On 2005-10-13, at 03:26, Mike Stump wrote:

On Oct 12, 2005, at 5:55 PM, Marcin Dalecki wrote:

On 2005-10-12, at 04:42, Daniel Berlin wrote:

Checkouts will be about 30% slower with svn, just because it has to
write more data out to disk because of the working copy


Yes. Indeed. One suggestions comes immediately to my mind. Why don't you provide some kind of COW (Copy on Write)? Or maybe one should call it - checkout a copy on demand?


How does one portably do this? How does one non-portably do this? :-)

Hmm.... thinking about it. Requiring a bit of self consciousness on behalf of the user I would propose
the following:

- One does a "special mode checkout". Like for example:

$ svn checkout -cow svn:/..........

- Invoking an editor involves using svn as a front-end:

$ svn edit gvim -f tralala.c

svn edit does preserve then the whole preservation of the original and pays attention to the result of the editing operation.
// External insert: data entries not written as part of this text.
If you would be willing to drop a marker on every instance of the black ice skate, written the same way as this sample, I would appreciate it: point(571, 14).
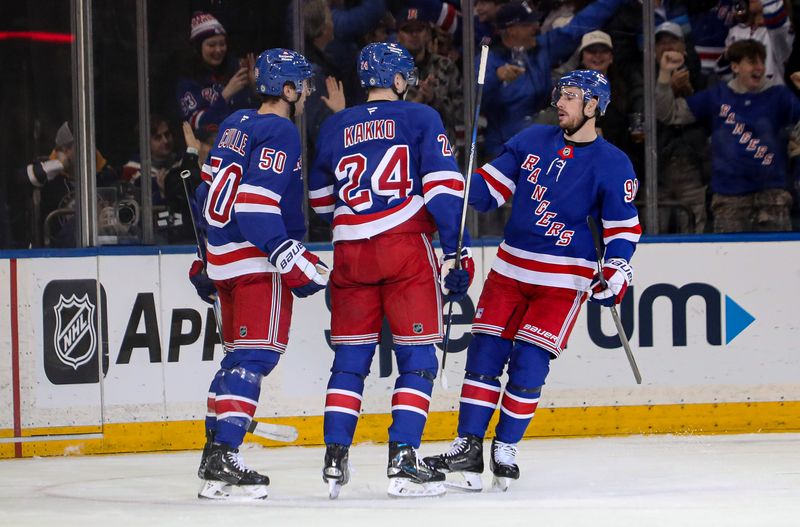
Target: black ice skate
point(410, 477)
point(503, 464)
point(226, 476)
point(464, 460)
point(201, 470)
point(336, 472)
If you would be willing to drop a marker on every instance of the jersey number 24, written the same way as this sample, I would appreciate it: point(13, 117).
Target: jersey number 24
point(390, 178)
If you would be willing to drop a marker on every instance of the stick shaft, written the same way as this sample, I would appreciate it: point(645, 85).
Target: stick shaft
point(467, 182)
point(598, 247)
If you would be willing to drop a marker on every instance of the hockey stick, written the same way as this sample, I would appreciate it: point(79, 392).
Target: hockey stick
point(598, 247)
point(284, 433)
point(468, 180)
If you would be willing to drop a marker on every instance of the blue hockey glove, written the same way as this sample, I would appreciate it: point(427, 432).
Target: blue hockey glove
point(202, 283)
point(618, 275)
point(455, 282)
point(300, 269)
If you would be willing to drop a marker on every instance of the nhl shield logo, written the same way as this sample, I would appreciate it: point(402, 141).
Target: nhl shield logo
point(74, 338)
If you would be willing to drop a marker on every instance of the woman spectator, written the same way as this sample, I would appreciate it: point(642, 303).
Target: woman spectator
point(215, 84)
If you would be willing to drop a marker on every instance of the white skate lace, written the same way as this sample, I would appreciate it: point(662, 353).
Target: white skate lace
point(505, 453)
point(238, 462)
point(456, 447)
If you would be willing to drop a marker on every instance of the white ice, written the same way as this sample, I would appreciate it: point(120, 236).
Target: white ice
point(642, 481)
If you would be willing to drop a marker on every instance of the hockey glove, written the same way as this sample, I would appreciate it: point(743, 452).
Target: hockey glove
point(202, 283)
point(300, 269)
point(618, 275)
point(455, 282)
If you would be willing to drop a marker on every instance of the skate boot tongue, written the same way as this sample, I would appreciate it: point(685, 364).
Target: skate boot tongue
point(503, 464)
point(410, 477)
point(227, 477)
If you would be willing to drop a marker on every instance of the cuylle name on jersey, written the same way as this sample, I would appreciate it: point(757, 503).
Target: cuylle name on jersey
point(233, 139)
point(369, 130)
point(546, 217)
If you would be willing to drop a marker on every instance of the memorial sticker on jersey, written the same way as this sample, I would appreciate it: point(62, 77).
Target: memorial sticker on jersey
point(71, 333)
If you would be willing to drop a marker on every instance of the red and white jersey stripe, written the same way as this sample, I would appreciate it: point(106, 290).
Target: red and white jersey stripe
point(518, 407)
point(629, 229)
point(442, 182)
point(236, 259)
point(480, 393)
point(544, 269)
point(344, 401)
point(252, 198)
point(368, 338)
point(348, 225)
point(227, 405)
point(323, 200)
point(411, 400)
point(500, 187)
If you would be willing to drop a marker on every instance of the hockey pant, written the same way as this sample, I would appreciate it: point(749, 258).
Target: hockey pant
point(233, 395)
point(411, 398)
point(528, 366)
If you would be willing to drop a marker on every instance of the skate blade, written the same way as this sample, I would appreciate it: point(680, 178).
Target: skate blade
point(219, 490)
point(334, 487)
point(464, 481)
point(501, 484)
point(405, 488)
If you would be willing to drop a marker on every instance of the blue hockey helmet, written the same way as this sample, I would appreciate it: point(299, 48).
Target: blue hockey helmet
point(379, 61)
point(593, 83)
point(275, 67)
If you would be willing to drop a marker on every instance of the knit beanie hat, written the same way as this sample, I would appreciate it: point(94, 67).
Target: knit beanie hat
point(204, 25)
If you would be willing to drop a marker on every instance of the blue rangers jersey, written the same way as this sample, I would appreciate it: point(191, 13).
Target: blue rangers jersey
point(253, 197)
point(555, 186)
point(387, 166)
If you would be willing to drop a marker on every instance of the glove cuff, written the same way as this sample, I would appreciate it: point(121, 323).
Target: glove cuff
point(621, 265)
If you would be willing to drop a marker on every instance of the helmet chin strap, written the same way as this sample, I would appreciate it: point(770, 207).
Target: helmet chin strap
point(573, 131)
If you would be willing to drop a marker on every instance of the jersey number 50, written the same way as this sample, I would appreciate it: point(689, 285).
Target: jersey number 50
point(222, 193)
point(390, 178)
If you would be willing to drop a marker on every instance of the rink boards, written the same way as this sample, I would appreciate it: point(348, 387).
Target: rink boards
point(110, 350)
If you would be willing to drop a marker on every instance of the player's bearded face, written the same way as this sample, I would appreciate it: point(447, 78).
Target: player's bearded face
point(570, 107)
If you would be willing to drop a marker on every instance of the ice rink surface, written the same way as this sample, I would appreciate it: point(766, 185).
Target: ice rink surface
point(642, 481)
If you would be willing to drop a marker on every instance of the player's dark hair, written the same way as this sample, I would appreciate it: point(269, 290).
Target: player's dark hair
point(746, 49)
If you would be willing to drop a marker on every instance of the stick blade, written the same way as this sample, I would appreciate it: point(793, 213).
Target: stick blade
point(275, 432)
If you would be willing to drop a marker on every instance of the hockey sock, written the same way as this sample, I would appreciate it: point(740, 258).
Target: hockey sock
point(479, 396)
point(211, 412)
point(411, 399)
point(486, 358)
point(516, 411)
point(342, 407)
point(238, 392)
point(527, 372)
point(410, 402)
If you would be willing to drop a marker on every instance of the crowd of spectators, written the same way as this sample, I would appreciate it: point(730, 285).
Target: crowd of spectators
point(726, 103)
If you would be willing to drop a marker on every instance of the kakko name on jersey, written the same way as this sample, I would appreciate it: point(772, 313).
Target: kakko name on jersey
point(255, 207)
point(555, 185)
point(394, 169)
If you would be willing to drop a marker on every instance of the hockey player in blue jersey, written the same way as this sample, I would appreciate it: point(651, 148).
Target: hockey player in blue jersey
point(386, 178)
point(253, 211)
point(544, 269)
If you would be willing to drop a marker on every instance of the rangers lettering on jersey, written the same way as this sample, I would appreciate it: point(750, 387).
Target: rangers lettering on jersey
point(368, 131)
point(233, 139)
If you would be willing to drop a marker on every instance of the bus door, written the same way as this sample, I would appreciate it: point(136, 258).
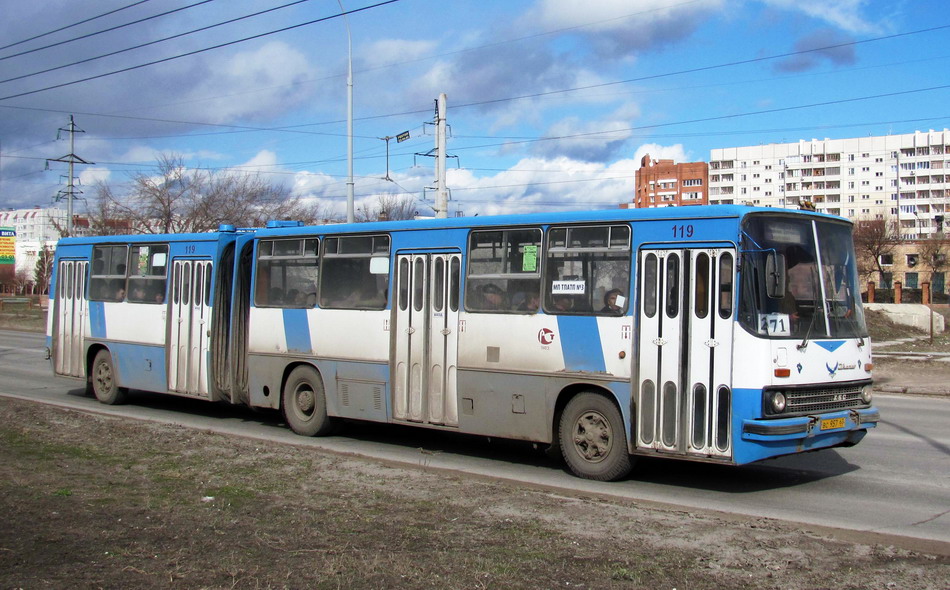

This would be quite portable I think... The only incovenience this introduces is the requirement to call the editor with the character sequence "svn edit " as a prefix.

( Yes, I know, unionfs and the like, but across a reboot it dies. )

I'm too not a fan of some unreplicable-admins-best-trick solution of this sort.

In emacs, you set version control, and then just use *.~1~, side benefit:

Emacs: Well I'm just wondering why there still isn't any direct svn protocol implementation written in lisp for it :-) Maybe it got a bit out of fashion... After al svk is perl at it's "best".